É por essas mulheres, e com essas mulheres, que a Cúpula dos Povos criou o Eixo 6 – Feminismo Popular e Resistências das Mulheres nos Territórios. Um espaço que diz, com todas as letras, que não há justiça climática sem enfrentar também o patriarcado, o racismo ambiental e a lógica que transforma rios, florestas e corpos em mercadoria.
O Movimento dos Atingidos por Barragens construiu esse debate devagar, como quem cuida de uma semente. Em círculos de conversa, encontros de formação, assembleias nas margens dos rios. “Através de nossos encontros de formação em todas as instâncias – nacional, estadual, nas regiões – debatemos as violações dos direitos das mulheres atingidas no contexto das grandes obras e como a crise climática agrava esse processo”, relata a integrante da coordenação do movimento, Elisa Estronioli.

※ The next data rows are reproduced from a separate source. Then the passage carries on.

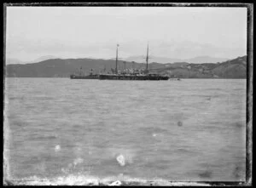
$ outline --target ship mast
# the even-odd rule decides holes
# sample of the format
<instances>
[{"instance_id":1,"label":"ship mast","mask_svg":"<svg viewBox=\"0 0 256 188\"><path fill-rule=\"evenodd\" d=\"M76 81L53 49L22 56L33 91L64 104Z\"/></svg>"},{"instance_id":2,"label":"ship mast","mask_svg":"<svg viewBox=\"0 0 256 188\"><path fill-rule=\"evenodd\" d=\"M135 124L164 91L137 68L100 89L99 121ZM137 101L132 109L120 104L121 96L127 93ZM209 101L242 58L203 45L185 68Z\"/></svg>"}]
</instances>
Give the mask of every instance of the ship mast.
<instances>
[{"instance_id":1,"label":"ship mast","mask_svg":"<svg viewBox=\"0 0 256 188\"><path fill-rule=\"evenodd\" d=\"M119 59L119 44L116 45L116 59L115 59L115 73L118 73L117 71L117 63L118 63L118 59Z\"/></svg>"},{"instance_id":2,"label":"ship mast","mask_svg":"<svg viewBox=\"0 0 256 188\"><path fill-rule=\"evenodd\" d=\"M146 66L146 70L148 71L148 48L147 48L147 58L146 58L146 61L147 61L147 66Z\"/></svg>"}]
</instances>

Essas conversas revelaram algo que o mundo e o patriarcado insistem em ignorar: quando a água some ou transborda, quando a terra é tomada para erguer uma barragem, quando a memória vira lama, as mulheres são as primeiras a sentir e as últimas a serem ouvidas.
Quando o clima toca o corpo e o território
A crise climática tem endereço, cor e gênero. Ela avança sobre cozinhas cheias de fumaça, sobre quintais onde faltou água, sobre lideranças que tentam falar e são caladas. “A crise climática intensifica as violações de direitos. As mulheres são as mais atingidas, mas sempre encontram maiores obstáculos para garantir seus direitos e exercer o papel de lideranças”, explica Elisa.
Por isso, o movimento tomou uma decisão política: fortalecer a presença feminina desde as margens até os espaços nacionais. “O MAB prioriza a organização das mulheres nas instâncias, desde as coordenações de base até a nacional”, afirma.
O Eixo 6 não é apenas denúncia, é anúncio. Anúncio de outras formas de viver e produzir, que já existem dentro das casas, dos quintais e das memórias transmitidas entre mulheres.
“As mulheres já têm as soluções, que passam pelo cuidado coletivo, pela produção de alimentos saudáveis, pela manutenção dos saberes e da cultura popular, pela priorização das condições de vida e não do lucro”, defende.
Essas soluções têm cheiro de fogão à lenha, gosto de comida feita em mutirão, cor de horta agroecológica plantada sobre a terra que insistiram em alagar. Elas não cabem em gráficos nem em metas de carbono; cabem no cotidiano e no futuro.

O que elas pedem são condições para existir. Pedem políticas públicas, participação real nas decisões, territórios protegidos. Pedem que o Estado deixe de ser omisso e que a sociedade enxergue o que se passa para além dos muros das grandes cidades. “Para apoiar a resistência das mulheres é importante incentivar sua organização coletiva”, resume Elisa.
Para a Cúpula dos Povos elas levam a certeza de que esse debate não pode ser restrito a mesas ‘sobre gênero’. “Nós, mulheres, precisamos ocupar espaços em todas as discussões – não só nas específicas de gênero, mas no todo da elaboração política.”
Levam também perguntas urgentes: Quem paga o preço da conta de luz, que todo mês aumenta? Quem decide sobre rios e territórios? Quem ouve as mulheres que vivem onde o mapa esconde?